In [None]:
# -*- coding: utf-8 -*-
"""Fine-tuning BERT for NER (Named Entity Recognition)"""

# Install necessary libraries for Colab
!pip install transformers torch

# Import libraries
import csv
import os
import numpy as np
import pandas as pd
import torch
import random
import matplotlib.pyplot as plt
from torch.utils.data import TensorDataset, random_split, DataLoader, RandomSampler, SequentialSampler
from transformers import BertTokenizer, BertForTokenClassification, AdamW, get_linear_schedule_with_warmup

# Check if GPU is available
device = torch.device("cuda" if torch.cuda.is_available() else "cpu")
print(f"Using device: {device}")

# Download the MIT Movie Corpus files
!wget -q https://sls.csail.mit.edu/downloads/movie/engtrain.bio -O engtrain.bio
!wget -q https://sls.csail.mit.edu/downloads/movie/engtest.bio -O engtest.bio

print("Downloaded dataset files.")

# Helper function to load and process data
def get_sentences_and_labels(file_path):
    sentences = []  # Store tokenized words lists for each sentence
    labels = []     # Store labels for each word in a sentence
    unique_labels = set()  # Track unique labels

    # Temporary storage for the current sentence
    tokens = []
    token_labels = []

    with open(file_path, newline='', encoding='utf-8') as file:
        line_reader = csv.reader(file, delimiter='\t')
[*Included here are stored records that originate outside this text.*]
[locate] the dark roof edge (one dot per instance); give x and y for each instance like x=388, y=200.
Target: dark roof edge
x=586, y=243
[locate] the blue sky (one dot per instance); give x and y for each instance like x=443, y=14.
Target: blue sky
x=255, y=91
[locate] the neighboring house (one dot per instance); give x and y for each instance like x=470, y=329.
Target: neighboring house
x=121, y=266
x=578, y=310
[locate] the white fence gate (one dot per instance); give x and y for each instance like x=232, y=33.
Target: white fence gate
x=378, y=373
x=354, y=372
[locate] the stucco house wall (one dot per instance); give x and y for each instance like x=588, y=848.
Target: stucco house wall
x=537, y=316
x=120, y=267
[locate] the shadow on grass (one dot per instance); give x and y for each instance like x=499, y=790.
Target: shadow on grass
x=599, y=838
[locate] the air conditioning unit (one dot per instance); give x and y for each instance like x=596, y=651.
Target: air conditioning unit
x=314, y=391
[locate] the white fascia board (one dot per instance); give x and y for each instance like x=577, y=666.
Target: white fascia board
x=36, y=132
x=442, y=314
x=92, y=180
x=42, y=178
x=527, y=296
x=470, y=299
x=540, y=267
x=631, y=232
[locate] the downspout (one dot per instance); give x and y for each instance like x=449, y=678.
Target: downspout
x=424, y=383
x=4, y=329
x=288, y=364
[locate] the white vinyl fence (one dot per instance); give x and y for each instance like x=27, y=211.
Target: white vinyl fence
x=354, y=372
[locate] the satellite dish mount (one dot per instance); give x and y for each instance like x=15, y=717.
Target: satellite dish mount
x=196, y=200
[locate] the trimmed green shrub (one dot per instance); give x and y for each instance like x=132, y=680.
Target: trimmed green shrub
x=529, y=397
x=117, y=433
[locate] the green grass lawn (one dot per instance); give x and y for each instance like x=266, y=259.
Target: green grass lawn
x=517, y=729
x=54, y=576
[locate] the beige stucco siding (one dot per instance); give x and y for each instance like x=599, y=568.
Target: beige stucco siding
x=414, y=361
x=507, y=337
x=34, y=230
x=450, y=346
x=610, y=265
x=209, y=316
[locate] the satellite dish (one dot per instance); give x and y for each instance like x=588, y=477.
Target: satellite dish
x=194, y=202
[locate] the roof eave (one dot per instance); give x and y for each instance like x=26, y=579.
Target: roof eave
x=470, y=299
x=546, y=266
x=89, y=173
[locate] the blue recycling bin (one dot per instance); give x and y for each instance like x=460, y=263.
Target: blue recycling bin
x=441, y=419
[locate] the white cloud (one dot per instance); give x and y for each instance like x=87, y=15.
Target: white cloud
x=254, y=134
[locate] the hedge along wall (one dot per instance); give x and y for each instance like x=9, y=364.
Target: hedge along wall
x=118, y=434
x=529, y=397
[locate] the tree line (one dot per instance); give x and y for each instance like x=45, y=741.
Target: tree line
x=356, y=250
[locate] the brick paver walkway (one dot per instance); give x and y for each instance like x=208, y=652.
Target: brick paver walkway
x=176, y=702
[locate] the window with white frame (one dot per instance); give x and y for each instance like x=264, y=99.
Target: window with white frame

        for line in line_reader:
            # Ignore empty or improperly formatted lines
            if not line or len(line) < 2:
                if tokens:  # End of a sentence
                    sentences.append(tokens)
                    labels.append(token_labels)
                    tokens = []
                    token_labels = []
                continue

            # Extract token and label
            token, label = line[1], line[0]
            tokens.append(token)
            token_labels.append(label)
            unique_labels.add(label)

    # Append the last sentence if not empty
    if tokens:
        sentences.append(tokens)
        labels.append(token_labels)

    return sentences, labels, unique_labels

# Paths to the downloaded dataset files
train_file_path = 'engtrain.bio'
test_file_path = 'engtest.bio'

# Extract sentences, labels, and unique labels for train and test datasets
train_sentences, train_labels, unique_labels_train = get_sentences_and_labels(train_file_path)
test_sentences, test_labels, unique_labels_test = get_sentences_and_labels(test_file_path)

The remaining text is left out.